In a statement after the board’s Tuesday vote, Hans Liang, president of the L.A. County Deputy Probation Officers Union, laid blame on the county and the Board of Supervisors for failing to provide adequate staffing at the halls.
“Officers assigned to the juvenile division are faced with daily youth-on-youth and youth-on-staff assaults and 40% of staff in the juvenile division are now out on injury leave,” Liang said. “To make up for the staffing shortfalls, staff are being compelled to work 18- to 24-hour shifts and have reached a breaking point, simply doing the best they can with limited resources and exhaustion.”
The BSCC also found the two juvenile halls unsuitable to house youths in 2021, but the facilities managed to remain open. Renewed inspection failures led the board to again initiate the process of declaring the halls unsuitable.
The county Board of Supervisors has been struggling to overhaul the troubled juvenile justice system even as it assumes responsibility for youth being transferred to counties from the state’s closing Juvenile Justice facilities.
The board recently voted to advance a “Global Plan” for the placement and care of juvenile detainees, with a goal of reducing the number of juveniles in custody and development of Secure Youth Treatment Facilities to provide a more supportive environment for detained youth.
On May 2, the board approved a series of more immediate steps, including the relocation of all pre-disposition youth to Los Padrinos. Central Juvenile Hall will be used solely as an intake unit and medical and diagnostic/assessment hub, and only Secure Youth Treatment Facility youth will be housed at Nidorf.
The plan also included the readjustment of millions of dollars for capital improvements at the juvenile halls, with overall costs anticipated to reach nearly $50 million.
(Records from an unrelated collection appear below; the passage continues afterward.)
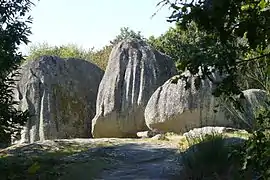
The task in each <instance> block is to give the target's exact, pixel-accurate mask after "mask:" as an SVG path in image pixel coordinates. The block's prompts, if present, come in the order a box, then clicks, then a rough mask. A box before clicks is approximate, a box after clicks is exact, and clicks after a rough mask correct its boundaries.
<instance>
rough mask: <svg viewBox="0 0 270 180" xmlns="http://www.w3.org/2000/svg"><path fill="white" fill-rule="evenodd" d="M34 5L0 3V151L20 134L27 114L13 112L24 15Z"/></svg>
mask: <svg viewBox="0 0 270 180" xmlns="http://www.w3.org/2000/svg"><path fill="white" fill-rule="evenodd" d="M33 5H34V4H33V3H32V2H31V1H29V0H14V1H3V2H2V1H1V3H0V9H1V11H0V17H1V18H0V144H1V145H0V147H1V146H2V145H3V146H5V145H8V144H10V142H11V137H12V136H16V134H17V133H19V132H20V129H21V125H23V124H24V123H25V122H26V121H27V119H28V117H29V114H28V111H25V112H22V111H18V110H16V108H15V107H14V105H16V104H17V102H16V101H14V99H13V88H14V83H15V77H17V76H18V73H17V72H16V70H17V68H18V67H19V65H20V64H21V62H22V60H23V57H22V55H21V54H20V53H18V52H17V50H18V46H19V45H20V44H23V43H24V44H27V43H28V36H29V35H30V34H31V31H30V28H29V24H30V23H31V22H32V18H31V17H27V16H26V14H27V13H28V12H29V11H30V8H31V7H32V6H33Z"/></svg>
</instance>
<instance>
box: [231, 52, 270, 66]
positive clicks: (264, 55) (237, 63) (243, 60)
mask: <svg viewBox="0 0 270 180" xmlns="http://www.w3.org/2000/svg"><path fill="white" fill-rule="evenodd" d="M268 56H269V57H270V53H267V54H264V55H261V56H257V57H255V58H251V59H238V60H240V61H236V64H242V63H246V62H250V61H255V60H258V59H260V58H263V57H268Z"/></svg>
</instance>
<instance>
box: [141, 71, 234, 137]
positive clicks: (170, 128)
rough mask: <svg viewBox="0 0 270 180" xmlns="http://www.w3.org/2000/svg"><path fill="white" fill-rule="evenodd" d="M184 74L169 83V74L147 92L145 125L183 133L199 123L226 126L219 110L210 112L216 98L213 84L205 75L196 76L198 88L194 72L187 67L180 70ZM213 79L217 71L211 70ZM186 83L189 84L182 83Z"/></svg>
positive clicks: (152, 129)
mask: <svg viewBox="0 0 270 180" xmlns="http://www.w3.org/2000/svg"><path fill="white" fill-rule="evenodd" d="M182 75H183V76H184V77H186V78H187V80H186V81H185V80H184V79H182V78H181V79H179V80H178V81H177V82H176V83H172V79H174V78H176V77H174V78H172V79H170V80H168V81H167V82H166V83H164V85H162V86H160V87H159V88H158V89H157V90H156V91H155V93H154V94H153V95H152V96H151V98H150V100H149V101H148V104H147V106H146V109H145V121H146V124H147V126H148V127H149V128H150V129H151V130H154V131H160V132H175V133H183V132H186V131H188V130H191V129H193V128H196V127H201V126H215V125H216V124H219V125H220V126H228V125H231V124H232V123H231V122H229V121H226V120H225V118H224V115H223V114H219V113H214V111H213V110H214V107H215V106H216V105H217V104H218V101H216V99H215V98H214V97H213V95H212V90H213V88H214V86H213V84H212V82H211V81H210V80H209V79H200V83H201V86H200V88H199V89H197V88H196V86H195V81H196V79H197V77H198V76H197V75H195V76H194V75H191V74H190V73H189V72H188V71H186V72H185V73H183V74H182ZM211 77H212V79H213V80H215V81H220V77H219V76H218V75H217V73H212V74H211ZM187 83H188V84H190V87H189V88H186V85H187Z"/></svg>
That plan also called on the sheriff’s department to deploy volunteer reserve deputies to help fill holes in staffing at the juvenile halls.
The county’s juvenile detention system and the Probation Department that oversees it have been routinely under fire from state regulators over conditions at the facilities, which have been plagued by oversight and staffing issues for years.
In March of last year, about 140 juvenile detainees were hastily transferred from Central Juvenile Hall to Barry J. Nidorf hall — a move that the county inspector general later concluded was orchestrated to avert a state inspection that appeared likely to fail.
Late last year, nearly 300 former detainees filed a lawsuit alleging they were sexually assaulted, harassed and abused by county probation and detention officers while being held at juvenile facilities dating back to the 1970s. County CEO Fesia Davenport noted while releasing her recent budget proposal for the coming year that the county could potentially face liabilities reaching $3 billion from such abuse claims.
In March, the Board of Supervisors fired Probation Department Chief Adolfo Gonzales, with board Chair Janice Hahn noting that the juvenile halls “are in crisis.”
On May 9, a teenage detainee at Nidorf hall died of a drug overdose.
On that same day, a Los Angeles Superior Court judge ruled that the county juvenile halls still fail to meet the terms of a 2021 court judgment requiring improvements in conditions including staffing and ensuring youth are taken to schools and medical appointments in a timely manner. Another hearing in that case is scheduled for June 20.